Other people’s words on … writing

He said, ‘What is your job as a writer of fiction?’ And she said that her job as a writer of fiction was to report on the human condition, to tell us who we are and what we think and what we do.

from ‘My name is Lucy Barton
by Elizabeth Strout

When I first began this blog, I was adamant that, though I am a published writer, my blog would not be about writing. A writer can blog about things other than writing, right? A writer isn’t just a writer: a writer is a person; a writer has a life. That’s what I wanted to blog about.

Besides, it seemed to me that blogging about writing would be, in my case, an inexcusably audacious act. My thinking went like this: I have published only two books. I haven’t published anything since 2010. My books have gone out of print. What can I tell anyone about writing? Who would want to read what I had the temerity to say?

Early drafts: an audacious act

Early drafts: an audacious act

I don’t much like the word ‘writer’. Perhaps it’s because I haven’t published much and don’t make a living from my writing, but I feel pretentious and arrogant when I call myself one. I think of myself instead as someone who has written two books, and would like to write another one, but is struggling to do so.

That’s another word I don’t like: ‘struggle’. When I first began writing stories and fiction, the writing was an act of joy. It was a process of humble discovery. Each word that I wrote, each sentence, each chapter, was a journey. I was learning to do something new. I was learning to do something I loved. I was learning.

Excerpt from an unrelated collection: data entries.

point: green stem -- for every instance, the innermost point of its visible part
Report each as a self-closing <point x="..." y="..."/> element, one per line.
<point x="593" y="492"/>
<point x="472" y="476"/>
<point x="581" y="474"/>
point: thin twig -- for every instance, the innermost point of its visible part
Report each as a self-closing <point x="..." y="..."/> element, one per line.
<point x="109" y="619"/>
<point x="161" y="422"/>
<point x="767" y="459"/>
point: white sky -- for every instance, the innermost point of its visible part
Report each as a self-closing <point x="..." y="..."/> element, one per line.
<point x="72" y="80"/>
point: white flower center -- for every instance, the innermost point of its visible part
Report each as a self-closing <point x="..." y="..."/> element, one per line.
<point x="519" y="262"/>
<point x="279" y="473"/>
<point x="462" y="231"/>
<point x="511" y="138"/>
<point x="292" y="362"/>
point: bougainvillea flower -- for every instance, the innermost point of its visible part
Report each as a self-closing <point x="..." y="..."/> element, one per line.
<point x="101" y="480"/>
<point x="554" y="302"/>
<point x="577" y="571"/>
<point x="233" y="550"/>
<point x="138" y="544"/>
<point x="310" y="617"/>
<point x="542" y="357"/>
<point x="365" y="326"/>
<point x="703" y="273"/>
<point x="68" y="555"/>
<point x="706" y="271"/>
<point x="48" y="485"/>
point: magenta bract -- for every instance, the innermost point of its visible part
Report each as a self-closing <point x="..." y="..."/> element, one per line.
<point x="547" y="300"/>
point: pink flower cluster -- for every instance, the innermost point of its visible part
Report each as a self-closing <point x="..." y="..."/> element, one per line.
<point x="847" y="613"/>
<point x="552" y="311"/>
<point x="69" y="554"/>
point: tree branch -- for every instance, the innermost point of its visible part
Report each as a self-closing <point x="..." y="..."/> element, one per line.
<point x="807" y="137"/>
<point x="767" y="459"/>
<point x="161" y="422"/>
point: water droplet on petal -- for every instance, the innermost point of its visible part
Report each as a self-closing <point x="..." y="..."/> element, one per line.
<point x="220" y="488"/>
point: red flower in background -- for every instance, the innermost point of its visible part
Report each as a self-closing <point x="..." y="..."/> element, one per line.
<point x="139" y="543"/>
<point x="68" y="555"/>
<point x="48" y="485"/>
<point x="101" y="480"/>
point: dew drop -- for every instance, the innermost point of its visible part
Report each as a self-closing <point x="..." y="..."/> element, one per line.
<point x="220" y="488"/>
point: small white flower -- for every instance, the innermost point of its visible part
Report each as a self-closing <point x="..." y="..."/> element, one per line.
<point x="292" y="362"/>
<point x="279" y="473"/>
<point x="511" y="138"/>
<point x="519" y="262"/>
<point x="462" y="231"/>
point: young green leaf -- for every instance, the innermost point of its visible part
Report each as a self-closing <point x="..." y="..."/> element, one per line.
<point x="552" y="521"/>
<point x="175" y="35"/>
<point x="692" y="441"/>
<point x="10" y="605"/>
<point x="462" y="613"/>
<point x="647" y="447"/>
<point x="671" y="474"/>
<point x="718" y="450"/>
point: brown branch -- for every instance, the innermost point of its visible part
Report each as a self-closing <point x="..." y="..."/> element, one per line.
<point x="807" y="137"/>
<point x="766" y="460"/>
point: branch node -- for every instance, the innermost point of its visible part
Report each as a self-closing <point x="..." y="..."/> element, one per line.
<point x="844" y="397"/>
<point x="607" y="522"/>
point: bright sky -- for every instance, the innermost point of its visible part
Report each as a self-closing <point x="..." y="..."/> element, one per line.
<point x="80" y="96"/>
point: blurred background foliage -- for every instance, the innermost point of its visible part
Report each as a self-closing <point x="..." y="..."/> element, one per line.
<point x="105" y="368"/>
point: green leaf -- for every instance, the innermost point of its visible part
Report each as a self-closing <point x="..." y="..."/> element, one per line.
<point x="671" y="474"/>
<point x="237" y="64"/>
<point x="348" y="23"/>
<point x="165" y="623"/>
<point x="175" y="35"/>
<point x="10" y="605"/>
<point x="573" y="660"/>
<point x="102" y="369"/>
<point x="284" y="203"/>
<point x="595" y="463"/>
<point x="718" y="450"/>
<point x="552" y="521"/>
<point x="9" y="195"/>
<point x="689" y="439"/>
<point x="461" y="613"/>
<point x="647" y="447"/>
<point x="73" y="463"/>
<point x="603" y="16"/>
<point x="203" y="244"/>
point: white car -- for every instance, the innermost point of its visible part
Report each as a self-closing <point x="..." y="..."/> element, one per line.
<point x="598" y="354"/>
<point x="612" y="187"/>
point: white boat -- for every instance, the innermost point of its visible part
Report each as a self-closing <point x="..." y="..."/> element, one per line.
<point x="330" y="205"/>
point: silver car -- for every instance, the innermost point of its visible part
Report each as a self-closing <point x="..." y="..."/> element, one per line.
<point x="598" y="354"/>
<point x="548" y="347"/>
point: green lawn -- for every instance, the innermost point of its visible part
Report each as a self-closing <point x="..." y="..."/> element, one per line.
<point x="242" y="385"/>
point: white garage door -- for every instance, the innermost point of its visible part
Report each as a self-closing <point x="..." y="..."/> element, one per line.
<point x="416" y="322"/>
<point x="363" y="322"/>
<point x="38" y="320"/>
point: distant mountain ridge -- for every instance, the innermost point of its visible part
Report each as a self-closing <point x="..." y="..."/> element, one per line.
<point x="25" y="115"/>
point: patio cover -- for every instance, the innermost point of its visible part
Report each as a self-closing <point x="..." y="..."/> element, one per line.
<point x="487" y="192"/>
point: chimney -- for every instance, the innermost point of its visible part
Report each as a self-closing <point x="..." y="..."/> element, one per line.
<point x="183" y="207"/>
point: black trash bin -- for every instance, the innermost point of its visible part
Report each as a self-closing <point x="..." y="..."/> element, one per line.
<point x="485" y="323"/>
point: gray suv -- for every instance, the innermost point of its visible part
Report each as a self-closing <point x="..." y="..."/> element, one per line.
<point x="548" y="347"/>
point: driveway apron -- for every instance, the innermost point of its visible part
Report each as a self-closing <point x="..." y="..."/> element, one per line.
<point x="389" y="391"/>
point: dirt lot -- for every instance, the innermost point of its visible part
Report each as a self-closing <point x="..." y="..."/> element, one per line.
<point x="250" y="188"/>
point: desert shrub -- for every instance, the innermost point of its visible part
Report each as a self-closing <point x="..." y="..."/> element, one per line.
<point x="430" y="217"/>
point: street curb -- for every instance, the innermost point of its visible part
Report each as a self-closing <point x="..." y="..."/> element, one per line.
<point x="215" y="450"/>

Writing is a learning process

Lessons in writing: all part of the learning process

So when I first read the words I’ve quoted above from Elizabeth Strout, I thought: Yes! Writing fiction, for me, has always been about opening myself up to sorrow, and to joy, and to humility, and to discovery. It’s about expressing those things, however afraid I am to do so. It’s about making sense of my life. It’s about trying to make something beautiful. It’s about having the temerity — the audacity, the arrogance — to share my words with other people: people who, like me, love reading.

Most of all, writing fiction, like blogging, is about sharing.

And so that’s the reason I’m posting these words about writing today. Call it pretension; call it temerity. Call it audacity; call it arrogance. Call it learning; call it sorrow; call it joy.

Elizabeth Strout again (from the same book):

You will have only one story … You’ll write your one story many ways. Don’t ever worry about story. You have only one.

Maybe this is the only story I have to share, but that doesn’t mean it’s not worth sharing.